Flexible Tax Choices
LLCs are typically taxed as partnerships but they may also decide to be taxed as C or S corporations—or they can be structured as disregarded entities, in which case they are completely ignored for taxation. This capability creates unique financial planning opportunities not available through other entities.
Examples of this feature include:
- A single member LLC that is taxed as a disregarded entity can own S corporation stock, although neither partnerships nor corporations can. This enables us to provide a layer of protection to prevent S corporation stock from being seized if the LLC's owner has claims brought against them and loses in court.
- An international LLC may elect to be treated as a disregarded entity, in which case a business owner can benefit from the advantages of international Asset Protection while having fewer reporting requirements as compared to international trusts. Additionally, a disregarded international LLC avoids many complex rules and tax traps that frequently arise in other international structures.
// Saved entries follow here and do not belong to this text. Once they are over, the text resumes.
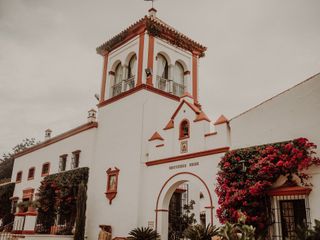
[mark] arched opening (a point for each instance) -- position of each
(178, 87)
(132, 67)
(174, 200)
(184, 131)
(117, 82)
(162, 72)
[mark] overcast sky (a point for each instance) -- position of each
(49, 69)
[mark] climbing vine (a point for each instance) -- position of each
(58, 195)
(246, 174)
(6, 192)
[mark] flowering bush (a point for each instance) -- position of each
(246, 174)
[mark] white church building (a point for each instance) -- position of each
(150, 138)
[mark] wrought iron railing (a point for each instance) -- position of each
(177, 89)
(116, 89)
(129, 83)
(162, 84)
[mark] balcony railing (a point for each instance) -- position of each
(177, 89)
(128, 83)
(116, 89)
(162, 83)
(170, 86)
- If a business owner uses a limited partnership or corporation to hold their personal residence it will be disqualified from the IRS exemption regarding capital gains when the home is sold. This powerful exemption enables a homeowner to sell their appreciated personal residence free of capital gains tax (up to $250,000 for a single person and $500,000 for a married couple). Assuming a 15% capital gains tax rate, this LLC feature can create tax savings of $50,000 to $100,000. In order to qualify for these exemptions two criteria that must be met: 1) one or both spouses must have owned the home for at least two out of the five years preceding the sale and 2) the house must be the primary residence during those years. If a limited partnership or corporation owns the home, the capital gains tax savings is not applicable; however, a disregarded entity LLC can hold the residence and still qualify for the exemption, since its activities are treated as those of its owner. Some states require an LLC to have a business purpose, in which case the homeowner should pay rent to the LLC that owns the home, which will ensure that the LLC will be recognized as a separate legal entity.
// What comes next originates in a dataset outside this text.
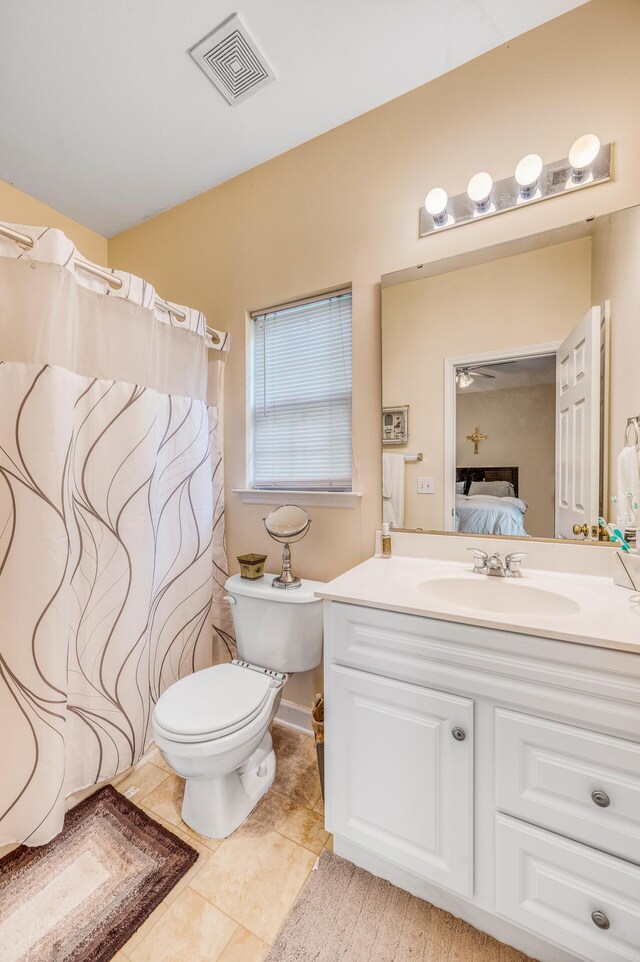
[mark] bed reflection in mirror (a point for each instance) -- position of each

- A disregarded entity LLC's income must be reported on the tax return of its owner (on Form 1040 Schedule C, if the owner is a person). However, a LLC that owns non-income producing property and does not generate profit from other activities will not need to report income (for federal and most state tax purposes) making the LLC anonymous in the state where it is, which is a powerful privacy tool. So, if someone used a disregarded entity LLC to buy their personal residence, the transaction can be made without disclosing the LLC owner. Even if the owner pays rent to the LLC, because the LLC is disregarded from its owner's activities for tax purposes, the LLC has no gain and the owner would not be required to list the LLC on any federal tax return.
It could be viewed that a grantor trust (detailed in the next section) is also ignored for tax purposes and therefore is highly desirable for protecting a home from creditors. However, most states do not allow a grantor trust to provide Asset Protection if the grantor (the being the individual that puts assets into a trust) continues to use the property. Accordingly, a disregarded entity LLC is a unique type of structure that provides limited liability in a wide range of situations and is also ignored for tax purposes.